METHODS: Data from CDC's National Healthcare Safety Network and Emerging Infections Program were analyzed to project the number of health care-associated infections from antibiotic-resistant bacteria or C. difficile both with and without a large scale national intervention that would include interrupting transmission and improved antibiotic stewardship. As an example, the impact of reducing transmission of one antibiotic-resistant infection (carbapenem-resistant Enterobacteriaceae [CRE]) on cumulative prevalence and number of HAI transmission events within interconnected groups of health care facilities was modeled using two distinct approaches, a large scale and a smaller scale health care network.

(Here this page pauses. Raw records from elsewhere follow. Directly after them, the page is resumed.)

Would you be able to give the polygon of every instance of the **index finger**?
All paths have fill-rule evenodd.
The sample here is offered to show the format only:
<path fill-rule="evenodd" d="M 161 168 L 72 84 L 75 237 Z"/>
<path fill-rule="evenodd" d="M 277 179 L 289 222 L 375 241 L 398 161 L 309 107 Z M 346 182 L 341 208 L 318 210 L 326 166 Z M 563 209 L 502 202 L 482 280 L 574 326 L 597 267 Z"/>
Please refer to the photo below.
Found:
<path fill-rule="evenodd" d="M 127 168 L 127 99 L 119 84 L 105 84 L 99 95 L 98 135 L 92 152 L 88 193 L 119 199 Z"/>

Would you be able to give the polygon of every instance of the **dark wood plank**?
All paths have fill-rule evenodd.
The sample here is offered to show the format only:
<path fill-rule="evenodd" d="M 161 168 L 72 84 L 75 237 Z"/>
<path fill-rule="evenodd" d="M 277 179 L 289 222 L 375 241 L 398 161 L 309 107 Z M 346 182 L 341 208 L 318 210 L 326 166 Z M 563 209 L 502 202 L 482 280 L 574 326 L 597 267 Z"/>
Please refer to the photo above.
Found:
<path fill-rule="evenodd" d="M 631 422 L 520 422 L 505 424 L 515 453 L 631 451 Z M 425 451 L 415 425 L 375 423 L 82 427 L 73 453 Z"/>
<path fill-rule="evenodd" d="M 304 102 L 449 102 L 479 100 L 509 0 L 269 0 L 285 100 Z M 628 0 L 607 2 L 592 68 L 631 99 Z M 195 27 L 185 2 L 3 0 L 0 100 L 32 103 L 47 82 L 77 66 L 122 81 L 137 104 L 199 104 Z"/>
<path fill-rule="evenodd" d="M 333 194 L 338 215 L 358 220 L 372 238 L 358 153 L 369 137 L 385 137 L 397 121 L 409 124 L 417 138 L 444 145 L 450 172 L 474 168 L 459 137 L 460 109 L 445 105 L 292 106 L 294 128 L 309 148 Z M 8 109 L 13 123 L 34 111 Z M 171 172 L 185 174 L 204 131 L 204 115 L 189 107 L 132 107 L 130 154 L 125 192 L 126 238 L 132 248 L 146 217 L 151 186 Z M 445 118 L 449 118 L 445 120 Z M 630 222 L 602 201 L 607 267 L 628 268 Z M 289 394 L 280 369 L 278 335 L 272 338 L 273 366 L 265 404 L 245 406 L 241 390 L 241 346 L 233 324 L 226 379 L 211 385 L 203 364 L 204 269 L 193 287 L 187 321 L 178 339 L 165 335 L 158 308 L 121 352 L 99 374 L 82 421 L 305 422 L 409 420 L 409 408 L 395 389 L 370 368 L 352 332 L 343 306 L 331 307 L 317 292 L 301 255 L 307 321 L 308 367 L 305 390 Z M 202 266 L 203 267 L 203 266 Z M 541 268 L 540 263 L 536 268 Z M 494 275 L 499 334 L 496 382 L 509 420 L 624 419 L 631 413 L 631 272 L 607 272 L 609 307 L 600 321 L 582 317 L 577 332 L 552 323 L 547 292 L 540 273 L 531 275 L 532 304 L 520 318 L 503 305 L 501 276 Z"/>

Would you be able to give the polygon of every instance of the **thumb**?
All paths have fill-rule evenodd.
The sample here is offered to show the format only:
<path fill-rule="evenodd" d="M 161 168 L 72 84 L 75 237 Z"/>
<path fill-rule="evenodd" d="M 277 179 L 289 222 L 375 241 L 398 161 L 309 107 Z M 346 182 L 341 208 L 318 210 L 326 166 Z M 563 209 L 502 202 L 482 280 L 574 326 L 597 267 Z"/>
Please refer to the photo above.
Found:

RESULTS: Immediate nationwide infection control and antibiotic stewardship interventions, over 5 years, could avert an estimated 619,000 HAIs resulting from CRE, multidrug-resistant Pseudomonas aeruginosa, invasive methicillin-resistant Staphylococcus aureus (MRSA), or C. difficile. Compared with independent efforts, a coordinated response to prevent CRE spread across a group of inter-connected health care facilities resulted in a cumulative 74% reduction in acquisitions over 5 years in a 10-facility network model, and 55% reduction over 15 years in a 102-facility network model.

CONCLUSIONS: With effective action now, more than half a million antibiotic-resistant health care-associated infections could be prevented over 5 years. Models representing both large and small groups of interconnected health care facilities illustrate that a coordinated approach to interrupting transmission is more effective than historical independent facilitybased efforts.

IMPLICATIONS FOR PUBLIC HEALTH: Public health-led coordinated prevention approaches have the potential to more completely address the emergence and dissemination of these antibiotic-resistant organisms and C. difficile than independent facility-based efforts.